# breeding?



## Jase (Jan 30, 2008)

I have three african cichlids (not sure what species, theres a few that look a lot alike)(the ones with spots on their anal fin) but I have a pale blue/white one that cleaned out a stump decoration thing, and is having little siezure things. then it tries to get a the darker gray/blue one to follow it in there.
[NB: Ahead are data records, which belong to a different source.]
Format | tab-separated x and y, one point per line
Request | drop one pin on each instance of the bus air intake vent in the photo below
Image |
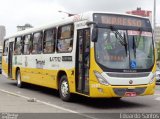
122	91
128	75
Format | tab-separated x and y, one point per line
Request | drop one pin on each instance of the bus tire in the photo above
18	78
64	92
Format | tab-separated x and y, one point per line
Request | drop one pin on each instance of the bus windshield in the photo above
124	49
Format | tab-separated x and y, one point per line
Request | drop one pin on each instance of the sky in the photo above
39	12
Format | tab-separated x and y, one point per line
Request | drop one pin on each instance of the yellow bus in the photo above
94	54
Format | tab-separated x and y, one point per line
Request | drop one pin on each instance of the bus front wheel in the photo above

I don't see any eggs, but it won't let anything near the stump except the other cichlid. they are both about 4 inches.


----------



## Jase (Jan 30, 2008)

found the species:
Metriaclima greshakei


----------



## nimboman (Jan 11, 2008)

Sounds like breeding behavior to me.


----------



## Guest (May 11, 2008)

is he digging because mine is he dug a cave under a rock and hes doing that twitching thing it scared me at first when he did it to


----------



## Jase (Jan 30, 2008)

well he's digging a little, but mostly just removed every single piece of gravel from this enclosed stump thing...


----------



## Guest (May 11, 2008)

ya mine dug all the ways to the bottom of 4in sand bed


----------



## Jase (Jan 30, 2008)

so what do I need to do for them? they are in a community tank...


----------



## Guest (May 11, 2008)

thats wat i want to know but pretty soon im gonna make me a tumbler so no other fish eat them or get beat to death


----------